Am 24. Februar 2022 wachte ich schon um vier Uhr morgens auf. Ich konnte einfach nicht mehr schlafen. Aus Gewohnheit griff ich zum Handy, um die Nachrichten zu lesen - und erstarrte. Russland hatte die Ukraine angegriffen. Das düsterste Szenario Putins wurde zur Realität, ein Szenario, an das viele westliche Politiker und Analysten nicht glauben wollten. Außer Joe Biden, dem US-Präsidenten, dem genaue Informationen dazu von den amerikanischen Geheimdiensten vorlagen.

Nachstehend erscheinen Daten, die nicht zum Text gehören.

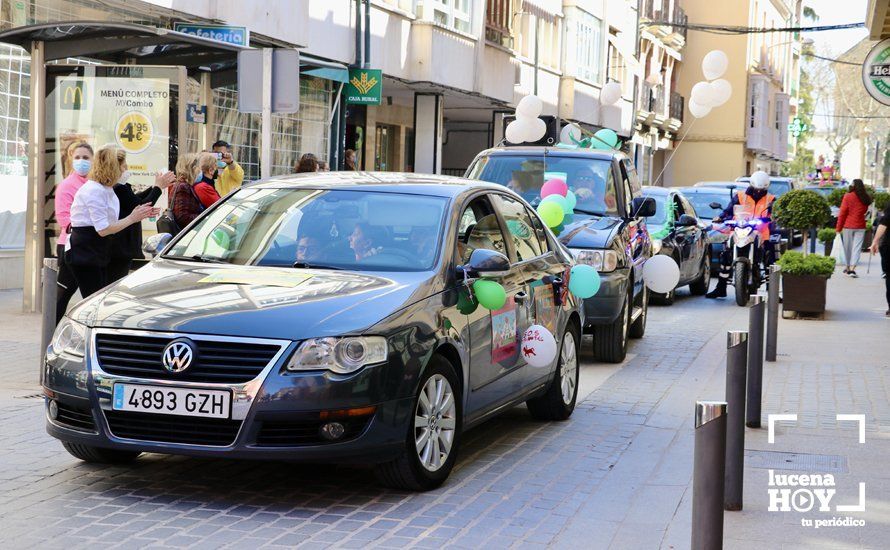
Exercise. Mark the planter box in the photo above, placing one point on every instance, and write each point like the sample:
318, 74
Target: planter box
804, 293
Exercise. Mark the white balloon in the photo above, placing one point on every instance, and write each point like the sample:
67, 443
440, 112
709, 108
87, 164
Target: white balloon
538, 346
721, 91
611, 94
568, 132
661, 273
703, 94
530, 107
714, 64
698, 110
513, 133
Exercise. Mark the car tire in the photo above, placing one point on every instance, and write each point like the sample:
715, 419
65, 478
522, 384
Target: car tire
559, 401
610, 341
699, 287
99, 455
638, 327
423, 469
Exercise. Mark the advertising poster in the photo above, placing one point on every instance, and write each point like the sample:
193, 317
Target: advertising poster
133, 113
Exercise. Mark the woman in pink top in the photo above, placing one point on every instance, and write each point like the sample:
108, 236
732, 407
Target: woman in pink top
81, 161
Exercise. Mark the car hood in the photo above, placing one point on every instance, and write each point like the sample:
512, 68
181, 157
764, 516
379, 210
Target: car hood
263, 302
594, 232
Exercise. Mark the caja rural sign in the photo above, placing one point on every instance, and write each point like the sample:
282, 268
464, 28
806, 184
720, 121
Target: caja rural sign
876, 72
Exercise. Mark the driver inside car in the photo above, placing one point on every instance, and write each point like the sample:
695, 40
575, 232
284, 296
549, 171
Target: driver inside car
758, 201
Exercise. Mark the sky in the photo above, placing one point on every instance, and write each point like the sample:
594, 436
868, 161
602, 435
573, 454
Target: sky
837, 12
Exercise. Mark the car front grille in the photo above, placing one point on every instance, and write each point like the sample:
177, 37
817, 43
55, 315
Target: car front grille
77, 418
305, 432
172, 429
217, 362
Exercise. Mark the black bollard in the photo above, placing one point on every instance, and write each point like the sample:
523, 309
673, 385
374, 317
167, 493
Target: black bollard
772, 316
756, 311
708, 472
736, 367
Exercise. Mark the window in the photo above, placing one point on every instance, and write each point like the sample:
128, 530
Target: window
588, 46
453, 14
520, 227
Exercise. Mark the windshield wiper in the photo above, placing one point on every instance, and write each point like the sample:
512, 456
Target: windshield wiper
197, 258
307, 265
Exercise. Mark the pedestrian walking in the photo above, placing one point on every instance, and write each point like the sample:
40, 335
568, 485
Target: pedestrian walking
94, 218
851, 225
349, 160
81, 156
230, 175
881, 243
126, 245
184, 202
307, 163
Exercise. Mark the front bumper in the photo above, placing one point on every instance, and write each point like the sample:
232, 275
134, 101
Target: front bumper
605, 306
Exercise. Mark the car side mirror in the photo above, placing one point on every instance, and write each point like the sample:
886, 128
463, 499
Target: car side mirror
686, 220
642, 207
485, 262
156, 243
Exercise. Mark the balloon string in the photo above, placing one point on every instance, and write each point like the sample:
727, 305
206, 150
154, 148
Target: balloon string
674, 152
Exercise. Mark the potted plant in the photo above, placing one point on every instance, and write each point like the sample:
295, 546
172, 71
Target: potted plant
826, 236
805, 281
802, 210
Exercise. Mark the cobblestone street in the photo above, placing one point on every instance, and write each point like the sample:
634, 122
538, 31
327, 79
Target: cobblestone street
617, 474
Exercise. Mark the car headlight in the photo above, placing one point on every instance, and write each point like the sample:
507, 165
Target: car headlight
599, 259
340, 355
69, 339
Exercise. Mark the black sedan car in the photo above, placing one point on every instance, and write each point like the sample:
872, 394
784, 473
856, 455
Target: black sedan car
321, 318
676, 232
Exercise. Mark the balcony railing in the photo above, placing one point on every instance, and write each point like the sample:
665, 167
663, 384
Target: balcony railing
678, 103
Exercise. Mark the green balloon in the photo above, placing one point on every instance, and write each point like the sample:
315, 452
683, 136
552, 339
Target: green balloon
551, 212
489, 294
465, 303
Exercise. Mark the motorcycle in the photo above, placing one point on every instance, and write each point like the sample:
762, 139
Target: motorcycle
748, 255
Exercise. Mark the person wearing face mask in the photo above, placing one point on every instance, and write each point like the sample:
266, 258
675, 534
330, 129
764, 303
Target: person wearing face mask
230, 175
126, 245
95, 217
81, 155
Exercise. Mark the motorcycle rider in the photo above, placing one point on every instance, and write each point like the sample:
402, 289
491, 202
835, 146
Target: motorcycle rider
757, 200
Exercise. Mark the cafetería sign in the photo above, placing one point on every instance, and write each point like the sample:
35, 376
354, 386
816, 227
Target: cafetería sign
876, 72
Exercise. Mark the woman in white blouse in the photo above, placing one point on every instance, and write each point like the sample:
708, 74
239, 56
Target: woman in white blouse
94, 218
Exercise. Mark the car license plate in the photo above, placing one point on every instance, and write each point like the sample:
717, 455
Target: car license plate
177, 401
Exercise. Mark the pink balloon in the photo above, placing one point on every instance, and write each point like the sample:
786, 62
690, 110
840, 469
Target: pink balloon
555, 186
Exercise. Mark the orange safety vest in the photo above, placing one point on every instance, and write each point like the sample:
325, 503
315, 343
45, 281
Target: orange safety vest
760, 210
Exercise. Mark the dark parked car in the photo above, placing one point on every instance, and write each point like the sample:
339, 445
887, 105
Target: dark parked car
321, 318
676, 232
702, 199
606, 231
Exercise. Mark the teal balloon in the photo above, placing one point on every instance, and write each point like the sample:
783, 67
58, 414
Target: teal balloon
558, 199
571, 201
489, 294
465, 304
606, 139
584, 281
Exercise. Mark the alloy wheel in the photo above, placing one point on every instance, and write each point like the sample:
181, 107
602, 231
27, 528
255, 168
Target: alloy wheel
435, 420
568, 368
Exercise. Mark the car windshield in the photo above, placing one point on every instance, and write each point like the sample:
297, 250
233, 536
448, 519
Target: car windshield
355, 230
702, 203
591, 180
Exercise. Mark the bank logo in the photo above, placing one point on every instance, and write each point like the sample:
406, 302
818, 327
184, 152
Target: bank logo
876, 72
815, 492
72, 94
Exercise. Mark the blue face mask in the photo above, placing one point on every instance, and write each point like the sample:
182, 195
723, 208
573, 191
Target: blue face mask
82, 166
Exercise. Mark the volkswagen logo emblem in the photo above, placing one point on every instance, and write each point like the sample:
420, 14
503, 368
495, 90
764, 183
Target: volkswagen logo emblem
178, 355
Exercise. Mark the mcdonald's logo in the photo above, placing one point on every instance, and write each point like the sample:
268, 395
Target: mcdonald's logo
72, 95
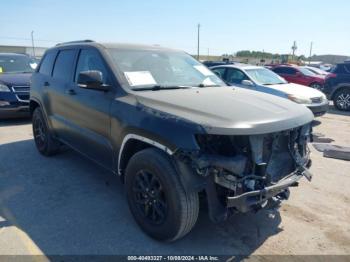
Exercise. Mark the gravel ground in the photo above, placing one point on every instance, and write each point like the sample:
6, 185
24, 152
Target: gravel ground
68, 205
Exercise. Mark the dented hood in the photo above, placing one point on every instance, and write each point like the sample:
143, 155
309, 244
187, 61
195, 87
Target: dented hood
227, 110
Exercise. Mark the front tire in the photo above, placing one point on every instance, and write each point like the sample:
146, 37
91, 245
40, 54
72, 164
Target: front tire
43, 138
341, 100
316, 86
157, 199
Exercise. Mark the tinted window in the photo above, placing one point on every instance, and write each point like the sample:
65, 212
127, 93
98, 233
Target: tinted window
235, 76
64, 65
15, 64
219, 71
339, 69
47, 63
90, 59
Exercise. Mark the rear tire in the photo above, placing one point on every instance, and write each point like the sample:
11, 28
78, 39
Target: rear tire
43, 138
156, 197
341, 100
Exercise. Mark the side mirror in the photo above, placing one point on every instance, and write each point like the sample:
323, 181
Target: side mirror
218, 73
247, 83
92, 79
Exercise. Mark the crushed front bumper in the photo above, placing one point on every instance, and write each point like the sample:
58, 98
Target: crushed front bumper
249, 200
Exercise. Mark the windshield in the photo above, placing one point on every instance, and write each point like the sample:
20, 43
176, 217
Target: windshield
16, 64
265, 76
306, 72
162, 68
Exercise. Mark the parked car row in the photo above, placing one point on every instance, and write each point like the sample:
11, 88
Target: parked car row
171, 129
264, 80
15, 73
335, 84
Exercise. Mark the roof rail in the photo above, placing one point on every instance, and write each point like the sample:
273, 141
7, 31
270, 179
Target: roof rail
76, 42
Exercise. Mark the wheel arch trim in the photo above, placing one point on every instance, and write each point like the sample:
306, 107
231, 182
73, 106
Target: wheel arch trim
142, 139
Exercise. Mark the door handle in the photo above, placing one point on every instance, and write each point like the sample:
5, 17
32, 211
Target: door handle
71, 92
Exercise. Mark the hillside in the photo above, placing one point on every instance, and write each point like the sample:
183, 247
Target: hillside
330, 59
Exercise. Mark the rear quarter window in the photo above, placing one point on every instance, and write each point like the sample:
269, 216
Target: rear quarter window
47, 63
63, 68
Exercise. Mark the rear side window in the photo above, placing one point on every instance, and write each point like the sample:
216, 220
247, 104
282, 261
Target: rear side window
64, 65
47, 63
90, 59
219, 71
339, 69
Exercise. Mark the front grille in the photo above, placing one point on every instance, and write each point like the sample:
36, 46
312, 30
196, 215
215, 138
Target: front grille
22, 93
316, 100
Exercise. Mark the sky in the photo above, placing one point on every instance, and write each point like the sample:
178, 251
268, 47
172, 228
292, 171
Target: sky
227, 26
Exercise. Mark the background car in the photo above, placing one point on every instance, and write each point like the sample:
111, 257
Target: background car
264, 80
299, 75
15, 73
216, 63
316, 70
337, 86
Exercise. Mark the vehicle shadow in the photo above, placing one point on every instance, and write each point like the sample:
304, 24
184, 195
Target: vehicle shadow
15, 121
68, 205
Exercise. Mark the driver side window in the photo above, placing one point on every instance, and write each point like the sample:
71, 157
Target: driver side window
235, 76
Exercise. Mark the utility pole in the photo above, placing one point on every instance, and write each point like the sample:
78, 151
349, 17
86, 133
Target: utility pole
32, 34
310, 53
199, 26
294, 48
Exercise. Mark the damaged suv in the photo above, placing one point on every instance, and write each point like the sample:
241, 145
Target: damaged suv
171, 130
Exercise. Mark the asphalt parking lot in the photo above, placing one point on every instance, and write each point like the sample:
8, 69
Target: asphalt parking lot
68, 205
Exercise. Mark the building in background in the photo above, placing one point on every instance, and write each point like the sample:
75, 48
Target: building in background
28, 50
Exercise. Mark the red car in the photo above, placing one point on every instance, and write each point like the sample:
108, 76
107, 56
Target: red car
299, 75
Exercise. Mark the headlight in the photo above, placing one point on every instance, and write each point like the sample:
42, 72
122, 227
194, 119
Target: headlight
4, 88
299, 100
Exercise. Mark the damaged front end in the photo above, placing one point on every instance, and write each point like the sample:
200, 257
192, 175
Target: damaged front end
243, 173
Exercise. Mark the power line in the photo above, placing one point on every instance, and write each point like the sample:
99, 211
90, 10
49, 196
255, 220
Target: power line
29, 39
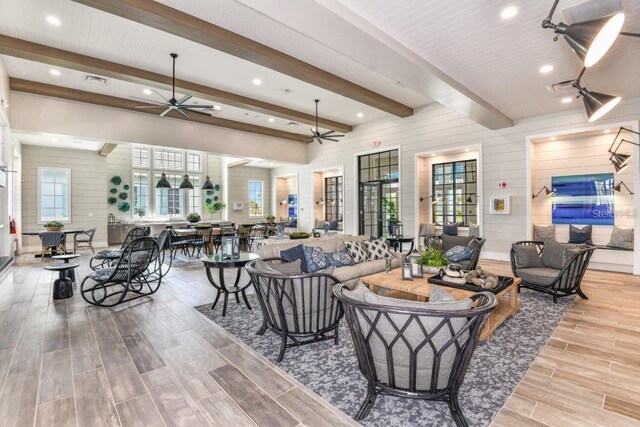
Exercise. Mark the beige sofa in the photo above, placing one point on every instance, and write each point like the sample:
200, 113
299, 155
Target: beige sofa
348, 275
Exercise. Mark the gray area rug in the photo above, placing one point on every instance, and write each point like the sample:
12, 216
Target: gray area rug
332, 370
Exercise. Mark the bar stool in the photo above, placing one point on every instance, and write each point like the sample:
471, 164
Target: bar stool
71, 274
62, 286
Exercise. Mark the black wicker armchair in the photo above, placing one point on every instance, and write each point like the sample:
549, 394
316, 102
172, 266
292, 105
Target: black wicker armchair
138, 273
419, 353
300, 308
557, 282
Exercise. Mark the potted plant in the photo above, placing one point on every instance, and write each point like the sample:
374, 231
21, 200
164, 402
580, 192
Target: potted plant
214, 207
193, 217
54, 226
392, 209
432, 260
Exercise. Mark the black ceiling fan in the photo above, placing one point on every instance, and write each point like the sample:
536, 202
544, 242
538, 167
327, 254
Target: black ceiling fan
327, 136
177, 105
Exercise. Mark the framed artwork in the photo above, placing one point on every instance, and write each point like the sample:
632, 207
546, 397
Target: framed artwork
583, 199
500, 205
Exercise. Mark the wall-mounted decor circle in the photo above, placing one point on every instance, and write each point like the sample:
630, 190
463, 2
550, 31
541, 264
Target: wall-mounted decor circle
124, 206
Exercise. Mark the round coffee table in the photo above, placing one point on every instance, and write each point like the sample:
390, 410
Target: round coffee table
218, 262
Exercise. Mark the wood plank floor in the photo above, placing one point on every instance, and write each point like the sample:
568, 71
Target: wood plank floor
588, 374
151, 362
157, 361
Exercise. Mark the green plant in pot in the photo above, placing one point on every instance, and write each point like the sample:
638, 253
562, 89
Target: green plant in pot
53, 226
193, 217
432, 260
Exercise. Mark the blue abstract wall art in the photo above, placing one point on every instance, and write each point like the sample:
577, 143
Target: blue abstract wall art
583, 199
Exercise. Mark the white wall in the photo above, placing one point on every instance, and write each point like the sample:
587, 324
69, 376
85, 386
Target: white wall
88, 194
435, 127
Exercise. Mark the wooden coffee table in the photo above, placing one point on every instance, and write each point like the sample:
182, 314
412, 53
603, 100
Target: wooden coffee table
419, 289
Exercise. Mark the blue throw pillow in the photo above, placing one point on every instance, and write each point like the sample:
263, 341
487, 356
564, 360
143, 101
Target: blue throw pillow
339, 259
316, 259
295, 253
458, 253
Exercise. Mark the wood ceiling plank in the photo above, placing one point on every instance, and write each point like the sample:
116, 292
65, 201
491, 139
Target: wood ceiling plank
178, 23
37, 88
74, 61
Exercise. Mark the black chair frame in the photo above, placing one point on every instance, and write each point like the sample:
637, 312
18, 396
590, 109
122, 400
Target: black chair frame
306, 327
356, 312
568, 280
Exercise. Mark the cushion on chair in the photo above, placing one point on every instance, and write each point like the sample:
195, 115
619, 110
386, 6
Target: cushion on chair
621, 238
538, 276
526, 256
294, 253
316, 259
377, 249
580, 235
414, 335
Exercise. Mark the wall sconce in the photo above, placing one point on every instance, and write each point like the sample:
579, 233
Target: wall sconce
547, 190
618, 187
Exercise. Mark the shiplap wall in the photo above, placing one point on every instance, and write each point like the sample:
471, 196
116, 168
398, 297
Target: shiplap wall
578, 156
436, 127
88, 179
238, 178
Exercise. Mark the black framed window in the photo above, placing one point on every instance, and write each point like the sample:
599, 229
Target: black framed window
333, 198
455, 185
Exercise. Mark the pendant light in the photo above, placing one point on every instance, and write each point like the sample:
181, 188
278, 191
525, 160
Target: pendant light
207, 184
186, 184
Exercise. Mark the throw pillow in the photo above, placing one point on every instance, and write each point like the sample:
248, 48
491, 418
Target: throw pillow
450, 229
543, 232
340, 258
316, 260
377, 249
458, 253
427, 230
294, 253
289, 268
357, 251
580, 235
527, 257
621, 238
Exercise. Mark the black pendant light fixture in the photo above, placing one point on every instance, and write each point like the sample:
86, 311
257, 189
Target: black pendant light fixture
207, 184
186, 184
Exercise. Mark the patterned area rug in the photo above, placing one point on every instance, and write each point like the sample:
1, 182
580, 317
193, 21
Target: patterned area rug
332, 371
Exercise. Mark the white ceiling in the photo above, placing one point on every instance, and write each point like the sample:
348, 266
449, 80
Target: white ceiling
500, 59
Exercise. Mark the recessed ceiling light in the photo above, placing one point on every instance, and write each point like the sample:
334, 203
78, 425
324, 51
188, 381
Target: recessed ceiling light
509, 12
546, 69
53, 21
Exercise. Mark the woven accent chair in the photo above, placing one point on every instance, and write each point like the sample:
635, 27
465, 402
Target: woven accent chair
106, 257
556, 282
53, 243
137, 274
414, 352
300, 308
84, 240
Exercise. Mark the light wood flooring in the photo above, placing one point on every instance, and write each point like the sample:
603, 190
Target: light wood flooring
151, 362
157, 361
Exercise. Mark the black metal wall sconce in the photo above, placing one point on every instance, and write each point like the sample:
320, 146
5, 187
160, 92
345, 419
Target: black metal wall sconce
548, 192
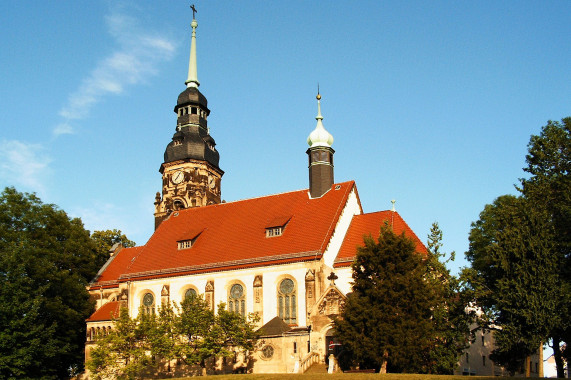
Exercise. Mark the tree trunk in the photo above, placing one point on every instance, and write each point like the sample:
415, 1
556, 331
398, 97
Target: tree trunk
558, 356
540, 374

Seit einem Monat spüren auch wir, die Bürger der Republik Moldau, die Last des Ukraine-Kriegs, während die ukrainischen Soldaten heldenhaft gegen die Angreifer kämpfen. Ukrainische Städte werden von Putins Bomben zerstört. Die Zivilbevölkerung wird dezimiert, Frauen, Kinder und Senioren sterben.
Ein schwarzer Schatten hat sich auch über unser Land ausgebreitet. Plötzlich ist alles provisorisch, unsicher, zerbrechlich und volatil. War das alles? frage ich mich. Wird alles, was ich in all diesen Jahren nach dem Zerfall der Sowjetunion getan habe, zusammenbrechen? Alles, was ich geliebt, erschaffen, aufgebaut und geträumt habe? Werden wir, die Rumänen im Gebiet zwischen den Flüssen Pruth und Dnjestr, den schicksalhaften 28. Juni 1940 wieder erleben, wie unsere Eltern und Großeltern? Werden wir wieder unter russischer Besatzung leben?
Man könnte sagen, dass Bessarabien alle drei Generationen in einen Abgrund geworfen wird. (Anm. d. Red.: Die Region Bessarabien, die fast dem gesamten Gebiet der heutigen Republik Moldau entspricht, gehörte vor der russischen Okkupation im Zweiten Weltkrieg zu Rumänien, die meisten Bewohner der Republik Moldau haben rumänische Wurzeln.) Den Schock des Kriegs spüren vor allem Kinder und Teenager, die nicht verstehen, was da passiert, und kaum glauben können, dass es sich nicht um ein Computerspiel handelt. Ihre Verwunderung spiegelt, wie absurd das alles ist: In eine emanzipierte, postmoderne Welt, eine Welt der Transparenz und der grenzenlosen Mobilität, ist plötzlich eine Art "Godzilla" eingedrungen. Ein Monster, das aus einer prähistorischen Höhle gekrochen ist und alles um sich herum zermalmt.
Wir sind uns des Größenwahns Putins bewusst. Wir wissen: Wenn die Ukraine fällt, sind wir dran, die Republik Moldau, und vielleicht auch die baltischen Staaten, die aber immerhin unter dem Schutzschirm der NATO stehen. Die in der Verfassung verankerte Neutralität der Republik Moldau (die de facto aber von der Präsenz der russischen Truppen im Separatistengebiet Transnistrien annulliert wird) wird uns nicht schützen vor einem Aggressor, der keine Verträge zwischen Staaten anerkennt, der die internationale Ordnung bereits in die Luft gejagt hat.